En conclusion, il est impératif que nous nous réappropriions notre corps de femme. Cela passe par transformer la vision que l’on a de nos menstruations et même, on vous le souhaite, l’amour de ces dernières. J’ai vu, pour ma part, plus d’une centaine de femmes passer de « oh non, l’armée rouge est revenue… » à « super, enfin venu le moment du mois de mon cocon-douceur ! » et à chaque fois, cela nourrit l’espoir qu’un jour nous vivions dans un monde qui prend en compte et même honore le vécu corporel des femmes. 

Article écrit par Sarah-Maria LeBlanc (M.A., HTA) collaboratrice au RQASF et membre individuelle. 
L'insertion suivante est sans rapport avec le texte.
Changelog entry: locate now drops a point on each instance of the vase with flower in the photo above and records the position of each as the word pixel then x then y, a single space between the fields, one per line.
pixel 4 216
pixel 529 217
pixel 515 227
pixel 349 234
Références bibliographiques et lectures suggérées

Bergman Peters Virginia (1995) Women of the earth lodges : tribal life on the plains, North Haven, Archon books.
Bessaïh, N. (2003). Que le sang coule. Des femmes et leur expérience des menstruations. Mémoire de maîtrise. Université McGill, Montréal, Québec.
Célérier, M. (2005). Le sang menstruel. Champ psychosomatique, no 40(4), 25-37. https://doi.org/10.3917/cpsy.040.0025
Estés, C. P. (1996). Femmes qui courent avec les loups. Paris, France : Le livre de poche. Hamelin, A. (2012) Le sang de la lune, la physiologie des menstruations. Sainte-Agathe-des-Monts,  Québec : Éditions TreizeMères. 
Pérès, M-P.et LeBlanc, S-M. (2017). Sagesse et Pouvoirs du Cycle Féminin. Santé, fertilité et plantes amies : découvrez tous les secrets de votre bien-être. Paris : Le Souffle d’Or, Coll. « Des femmes et des hommes ».
Sharma, A. (Ed.). (2005). Goddesses and women in the Indic religious tradition (Vol. 24). Brill.
Weschler, T. (2011). Cycle Savvy: The Smart Teen’s Guide to the Mysteries of Her Body. Harper Collins.